Google BigQuery
A BigQuery connection allows Prophecy to access tables and compute resources in your BigQuery project. This page explains how to use and configure a Google BigQuery connection in Prophecy.
Prerequisites
Prophecy connects to BigQuery using the credentials you provide. These credentials are used to authenticate your session and authorize all data operations during pipeline execution, including reading from and writing to tables. To use a BigQuery connection effectively, your user or service account should have:
OWNER
dataset role to be able to read, insert, update, and delete datasets.
To learn more, visit Basic roles and permissions in the BigQuery documentation.
Connection type
Prophecy supports BigQuery as both a SQL Warehouse connection and an Ingress/Egress connection. To learn more about these different connection types, visit Prophecy fabrics.
Feature support
The table below outlines whether the connection supports certain Prophecy features.
Feature | Supported |
---|---|
Run SQL queries | Yes — SQL Warehouse Connection only |
Read and write data with a Table gem | Yes — SQL Warehouse Connection only |
Read data with a Source gem | Yes |
Write data with a Target gem | Yes |
Browse data in the Environment browser | Yes |
Connection parameters
To create a connection with BigQuery, enter the following parameters.
Parameter | Description |
---|---|
Connection Name | A unique name to identify the connection. |
Project ID | The ID of your Google Cloud project. |
Dataset | The default location for target tables and temporary tables. Requires write permissions. |
Authentication Method | The method used to authenticate with BigQuery. See Authentication methods for details. |
Bucket Name | A Google Cloud Storage bucket used for write optimization (recommended). When specified, Prophecy writes data to the bucket, then loads it into BigQuery. Note: Loading data from a bucket offers better performance than writing with the BigQuery API (default). |
Authentication methods
You can authenticate your BigQuery connection using either OAuth or a Private Key.
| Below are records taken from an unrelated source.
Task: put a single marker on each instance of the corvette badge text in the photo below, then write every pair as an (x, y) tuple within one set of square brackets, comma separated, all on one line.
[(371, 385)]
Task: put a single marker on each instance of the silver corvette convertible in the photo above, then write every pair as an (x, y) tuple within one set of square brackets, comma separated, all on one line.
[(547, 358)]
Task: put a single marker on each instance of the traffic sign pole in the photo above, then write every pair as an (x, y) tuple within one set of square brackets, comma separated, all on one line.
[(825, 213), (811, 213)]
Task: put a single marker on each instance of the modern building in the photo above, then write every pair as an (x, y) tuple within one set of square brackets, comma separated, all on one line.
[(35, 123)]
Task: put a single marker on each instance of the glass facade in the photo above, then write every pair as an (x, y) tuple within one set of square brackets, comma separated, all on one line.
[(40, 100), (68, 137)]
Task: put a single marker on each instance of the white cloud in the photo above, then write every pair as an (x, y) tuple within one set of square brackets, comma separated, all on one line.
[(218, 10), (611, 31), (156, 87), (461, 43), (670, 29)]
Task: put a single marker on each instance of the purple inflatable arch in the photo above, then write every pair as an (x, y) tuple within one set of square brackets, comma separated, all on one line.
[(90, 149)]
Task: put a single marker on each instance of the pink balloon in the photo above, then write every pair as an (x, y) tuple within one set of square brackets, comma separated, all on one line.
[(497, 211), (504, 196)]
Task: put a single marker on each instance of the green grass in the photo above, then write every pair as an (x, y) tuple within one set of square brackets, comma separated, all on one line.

Each method grants Prophecy the ability to read and write data in your BigQuery environment based on the Identity and Access Management (IAM) roles assigned to the authenticated identity.
OAuth (User-to-Machine)
OAuth is a user-based authentication method best suited for interactive pipeline development. It allows each user to sign in with their own Google account, which ensures that data access is governed by their individual IAM roles and permissions.
When your fabric is configured to use OAuth, the following occurs when a user attaches the fabric to their project:
- The user is prompted to sign in with their Google account.
- Prophecy uses the user's credentials to authenticate the connection.
- The connection operates with the user's IAM roles and permissions.
- Token management, including refresh, is handled automatically by Google. The default refresh token expiration time is 7 days.
For more about OAuth and how it works with Google Cloud, see Using OAuth 2.0 to Access Google APIs.
Private Key (Machine-to-Machine)
Use a Service Account when you want a non-user identity for authentication. This is ideal for automated or shared processes that require stable, long-term access without re-authentication interruptions.
- Create and download a Service Account Key from the Google Cloud console.
- Paste the full JSON content into a Prophecy secret as text. Binary upload is not supported.
- Use this secret in the Service Account Key field of the BigQuery connection setup.
This method allows all team members with access to the fabric to use the connection in their projects. Those users inherit the access and permissions of the Service Account, as defined in its IAM roles.